Experts agree. Dr. Sabeel Ahmed, director of GainPeace, a leading organization for dawah efforts in the U.S., encourages reverts to keep their names. “There is no precedence [for this] in the Quran and Sunna,” he said. “If new Muslims ask me for advice, I suggest not changing [their] names at all. I actually discourage it. Islam is such a universal faith that an Anthony can be as much a Muslim as an Abdullah.”
This is based on his belief that names can be great ways to break the ice. People may be more receptive to learning about Islam from someone who looks like them and has a similar name. However, if someone is determined to have a Muslim-sounding or Arabic name, GainPeace does suggest some names and explains their roots and meanings.
Even though there’s no religious requirement, converts can certainly change their names if they want to. That is what Jamila Yusuf did 26 years ago. Born and raised Catholic in the Philippines, she found Islam when she moved to the U.S. From the beginning, she knew she wanted to identify as a Muslima even with her name. She wanted her name to change, just like her belief system was changing. She met many Muslim students in her college Arabic 101 class and asked for suggestions.
“I was called Joy at home and had a ring with the letter J that I loved,” Yusuf said. “So, I asked my friends for Muslim-sounding names beginning with J. From the several suggestions, I loved Jamila because it means ‘beautiful.’”
When she got married a few years later, she wanted to take her husband’s last name as well so that her full name would sound Muslim. She also wanted to have the same last name as her children. “I wanted to be known as a Muslim even before someone met me,” she added.
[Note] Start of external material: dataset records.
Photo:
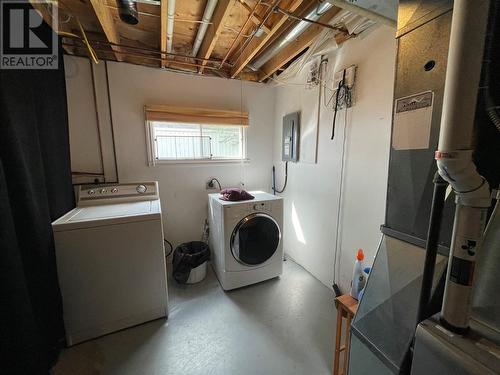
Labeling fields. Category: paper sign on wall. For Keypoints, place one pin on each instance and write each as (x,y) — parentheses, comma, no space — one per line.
(412,121)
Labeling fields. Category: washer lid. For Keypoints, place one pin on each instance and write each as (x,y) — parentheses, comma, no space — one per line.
(92,216)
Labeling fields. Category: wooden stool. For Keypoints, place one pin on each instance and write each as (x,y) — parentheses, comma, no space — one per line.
(346,307)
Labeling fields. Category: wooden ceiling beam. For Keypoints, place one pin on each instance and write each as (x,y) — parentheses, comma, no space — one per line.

She kept her maiden name as her middle name to preserve her Filipina heritage. However, all of this was her personal choice, for neither her husband nor her in-laws ever pressured her. She liked being known in the Chicago Muslim community as part of the active Yusuf family. She also liked having that link with her in-laws for people to connect the dots.
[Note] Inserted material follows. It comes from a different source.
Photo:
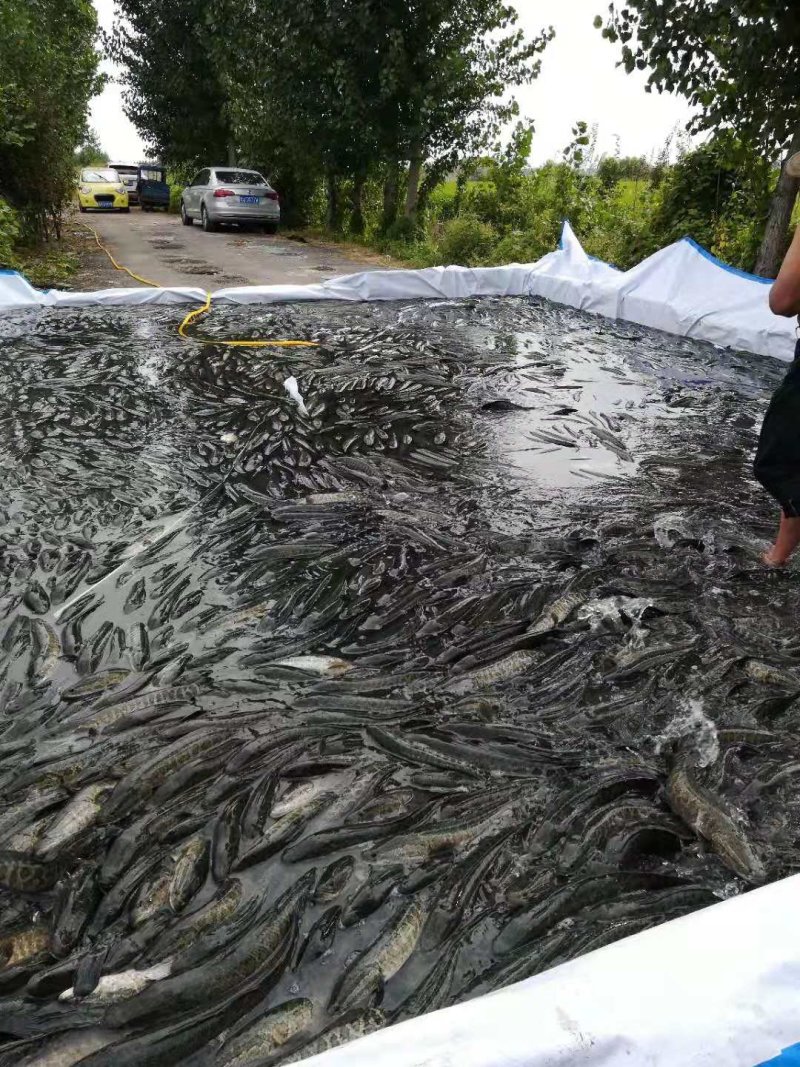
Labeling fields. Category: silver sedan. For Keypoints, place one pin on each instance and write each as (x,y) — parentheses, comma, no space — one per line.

In Western culture, women traditionally take their husband’s last name upon marriage. Until 1850, women in the U.S. were legally required to do so. Islam gave women the right to keep their father’s name, their original identity, from the beginning.
“It can also be a quick dawah opportunity at the airport,” added Dr. Ahmed. Unfortunately, people often feel dawah is just engaged in to convert someone, instead of an effort to showcase our faith’s true essence, repel misconceptions and share the truth. Guidance is ultimately from Above.
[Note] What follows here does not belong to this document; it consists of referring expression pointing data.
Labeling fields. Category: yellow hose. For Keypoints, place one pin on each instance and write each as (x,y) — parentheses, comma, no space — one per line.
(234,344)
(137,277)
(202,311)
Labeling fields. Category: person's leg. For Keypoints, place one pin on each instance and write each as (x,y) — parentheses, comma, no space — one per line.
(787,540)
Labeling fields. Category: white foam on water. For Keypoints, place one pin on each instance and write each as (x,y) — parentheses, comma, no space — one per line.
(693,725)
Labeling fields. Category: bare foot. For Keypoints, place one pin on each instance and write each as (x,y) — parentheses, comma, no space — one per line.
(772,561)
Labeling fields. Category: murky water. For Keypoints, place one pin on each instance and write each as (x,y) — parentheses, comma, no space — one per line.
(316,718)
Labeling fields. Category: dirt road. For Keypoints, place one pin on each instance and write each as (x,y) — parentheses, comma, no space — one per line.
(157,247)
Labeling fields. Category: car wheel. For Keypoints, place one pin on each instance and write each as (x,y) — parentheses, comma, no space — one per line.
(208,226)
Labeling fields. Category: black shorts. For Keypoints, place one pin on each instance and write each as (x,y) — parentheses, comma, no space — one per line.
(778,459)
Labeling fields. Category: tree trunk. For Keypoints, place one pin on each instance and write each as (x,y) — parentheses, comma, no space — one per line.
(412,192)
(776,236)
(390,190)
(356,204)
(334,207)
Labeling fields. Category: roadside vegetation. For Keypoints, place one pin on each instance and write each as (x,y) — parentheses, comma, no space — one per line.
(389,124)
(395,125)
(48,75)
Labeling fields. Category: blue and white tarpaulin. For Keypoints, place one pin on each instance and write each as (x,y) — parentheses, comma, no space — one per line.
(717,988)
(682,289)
So, whether new Muslims change their first or last name — neither or both — our faith gives them the flexibility to choose. And if that is the case, who are we to judge? As a community, we have a lot of work to do to truly include reverts. We must make them an integral part of our events, masjid board, schools and workforce as spouses and as spouses for our children. That is where the real work lies.
Saying takbeer and hugging them after they take shahadah is just the beginning. Don’t pester them about their name or assume they aren’t Muslim because of their name. And please don’t rename them.
Kiran Ansari is a freelance writer. She lives in the suburbs of Chicago with her children, aged 21, 17, and 8.